If I have a CFF source file as stream input to a Transformer (TFM) and have 8 destination SEQ files based on a contsraint in the TFM, how would performance differ should I rewrite the job to have the source file stream into a TFM1, and from there have two 3 outputs, 2 constrained (to SEQ files) on the column and the other a [Reject] output. I continue with this process until I have 4 TFM stages each (except the last) with two SEQ destinations and the third the [reject] output.

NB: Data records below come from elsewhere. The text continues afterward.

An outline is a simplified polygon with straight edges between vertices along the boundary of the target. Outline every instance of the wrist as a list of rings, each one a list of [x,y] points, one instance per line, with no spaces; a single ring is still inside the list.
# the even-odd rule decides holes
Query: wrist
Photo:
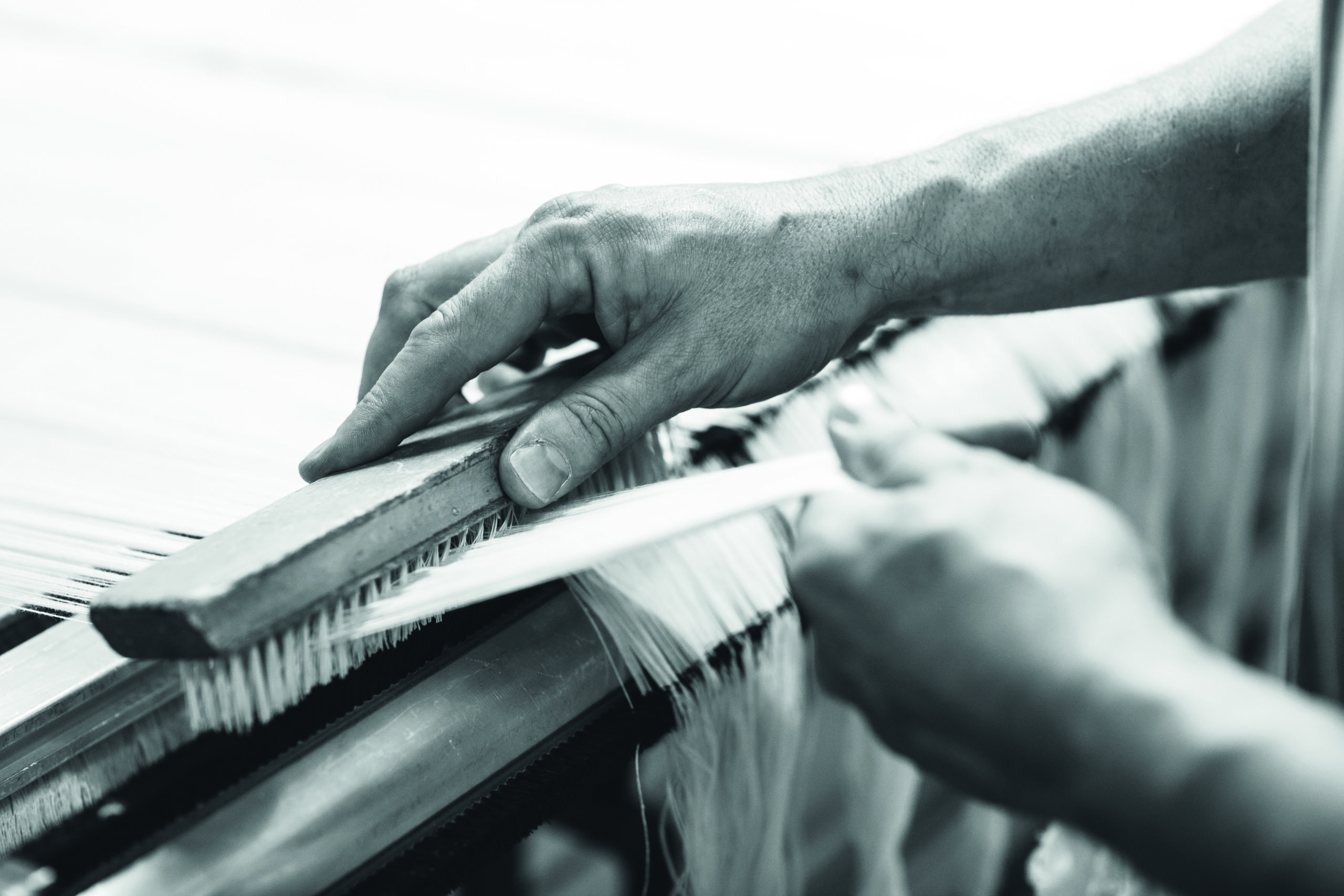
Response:
[[[1192,892],[1337,883],[1337,713],[1185,642],[1107,670],[1073,727],[1075,767],[1086,771],[1062,814]]]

I could of course add IPC stages between all reads and writes, which may improve performance, but I am more concerned about how the design of a job that does the above affects performance. I suppose I am looking for best practice.
So, from:
Code: Select all
CFF ---- TFM ---- SEQ1
---- SEQ2
---- SEQ3
---- SEQ4
---- SEQ5
---- SEQ6
---- SEQ7
---- SEQ8
Code: Select all
CFF ---- TFM1 ---- SEQ1
---- SEQ2
---- TFM2
---- SEQ3
---- SEQ4
---- TFM3
---- SEQ5
---- SEQ6
---- TFM4
---- SEQ7
---- SEQ8
To the eye, it is a lot more appeasing looking at a simple job than a complex design of links and stages.
The number of rows in the source file is 40 million. I must add that the CFF has 19 columns of which I am only interested in 14. The first TFM omits the columns I dont require in the process.